Workforce training is unbundling the traditional degree

Chris Fellingham
Human Learning
Published in
2 min readOct 4, 2017

IBM and Northeastern university have announced a new partnership where Northeastern will accredit courses on IBM’s cognitive.ai platform. Initially only courses associated with 3 professional masters programs; Data analytics, Project Management and Portfolio Management, will be eligible but the aim is to expand it to 51 degrees and 17 certificate programs. Cognitive courses and subsequently their accreditation are open to IBM staff and the public.

The immediate benefits are obvious; for Northeastern it provides lead generation to their masters and access to IBM’s workforce for training programs which they already provide. For IBM it increases the credibility of their course offering among staff and consumers as well as an incentive among staff to take on more training with the reward of a degree or certificate.

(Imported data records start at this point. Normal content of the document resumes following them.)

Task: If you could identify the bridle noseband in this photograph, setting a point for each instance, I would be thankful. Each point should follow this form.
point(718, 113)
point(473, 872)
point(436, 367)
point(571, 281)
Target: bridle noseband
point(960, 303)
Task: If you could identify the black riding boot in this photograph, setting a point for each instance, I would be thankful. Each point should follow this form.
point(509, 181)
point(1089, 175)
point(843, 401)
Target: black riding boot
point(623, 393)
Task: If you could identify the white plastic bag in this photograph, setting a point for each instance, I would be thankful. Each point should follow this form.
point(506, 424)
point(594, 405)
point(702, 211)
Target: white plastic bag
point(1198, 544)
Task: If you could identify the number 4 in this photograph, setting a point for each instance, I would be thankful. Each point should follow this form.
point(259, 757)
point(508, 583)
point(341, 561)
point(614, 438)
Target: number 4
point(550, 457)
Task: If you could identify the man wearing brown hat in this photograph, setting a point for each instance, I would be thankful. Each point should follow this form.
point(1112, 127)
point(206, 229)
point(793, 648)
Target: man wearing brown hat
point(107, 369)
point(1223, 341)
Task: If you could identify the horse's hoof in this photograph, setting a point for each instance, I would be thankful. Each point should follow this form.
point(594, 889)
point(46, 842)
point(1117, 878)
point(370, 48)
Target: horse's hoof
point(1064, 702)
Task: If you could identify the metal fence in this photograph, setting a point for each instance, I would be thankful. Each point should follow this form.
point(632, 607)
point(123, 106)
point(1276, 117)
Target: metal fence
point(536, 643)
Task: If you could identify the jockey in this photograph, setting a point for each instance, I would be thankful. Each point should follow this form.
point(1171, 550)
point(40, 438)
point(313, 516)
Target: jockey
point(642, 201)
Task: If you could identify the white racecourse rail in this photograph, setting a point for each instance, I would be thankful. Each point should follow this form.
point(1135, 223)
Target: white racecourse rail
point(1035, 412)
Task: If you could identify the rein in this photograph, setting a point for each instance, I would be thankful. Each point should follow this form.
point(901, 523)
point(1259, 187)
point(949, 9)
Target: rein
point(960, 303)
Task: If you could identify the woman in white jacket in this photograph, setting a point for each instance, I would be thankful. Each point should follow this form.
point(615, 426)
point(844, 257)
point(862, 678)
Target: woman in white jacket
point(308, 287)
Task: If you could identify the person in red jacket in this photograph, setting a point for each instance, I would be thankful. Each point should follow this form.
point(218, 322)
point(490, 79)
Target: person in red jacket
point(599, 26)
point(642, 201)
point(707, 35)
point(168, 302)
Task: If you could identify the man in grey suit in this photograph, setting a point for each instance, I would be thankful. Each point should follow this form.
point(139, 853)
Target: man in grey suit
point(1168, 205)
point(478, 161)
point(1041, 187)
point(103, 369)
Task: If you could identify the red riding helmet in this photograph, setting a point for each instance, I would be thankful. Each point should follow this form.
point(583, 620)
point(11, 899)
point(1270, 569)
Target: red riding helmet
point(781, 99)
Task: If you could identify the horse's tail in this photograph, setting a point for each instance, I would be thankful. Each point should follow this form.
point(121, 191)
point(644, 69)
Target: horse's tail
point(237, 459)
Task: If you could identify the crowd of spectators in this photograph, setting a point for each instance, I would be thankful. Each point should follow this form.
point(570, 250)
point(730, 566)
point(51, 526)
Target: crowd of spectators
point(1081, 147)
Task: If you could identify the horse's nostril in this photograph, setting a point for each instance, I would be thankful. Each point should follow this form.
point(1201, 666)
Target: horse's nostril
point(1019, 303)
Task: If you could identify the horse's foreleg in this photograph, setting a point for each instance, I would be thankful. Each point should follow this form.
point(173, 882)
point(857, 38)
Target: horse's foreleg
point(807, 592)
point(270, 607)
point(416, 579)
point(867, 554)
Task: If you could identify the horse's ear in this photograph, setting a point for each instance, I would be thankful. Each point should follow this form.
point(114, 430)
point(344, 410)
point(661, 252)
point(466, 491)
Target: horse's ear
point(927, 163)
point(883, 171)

The deal mirrors Purdue’s recent deal to train Infosys. Purdue’s deal involved providing facilities, materials and instructors as well as course creation and latterly research. At the time it was speculated this could be part of a more serious strategy by universities to go become workforce training providers, Northeastern’s deal with IBM seems to confirm this.

This is more than just a new business venture (no pun intended) for universities. It creates a new type of degree both in content and structure. In content it’s formally recognising and integrating company training into traditional academic curriculums which is a possible breakthrough in the ongoing ‘employability’ critique of Universities in the US and the UK. In structure it is creating a new type of ‘on the job degree’ rather than study around work the two will be integrated formally.

British readers will be very familiar with this, these are degree apprenticeships which the government has made a push to introduce as an alternative to the degree. In degree apprenticeships, those not wishing to go to university can go straight into a job, their workplace training is combined with academic content which can add up to a degree. In the UK, this is funded by larger corporations whose payroll is taxed 0.5% to fund apprenticeships nationally. The US doesn’t have this coordination which may limit it to the larger firms such as Starbucks and Amazon who can use it for employee recruitment and retention.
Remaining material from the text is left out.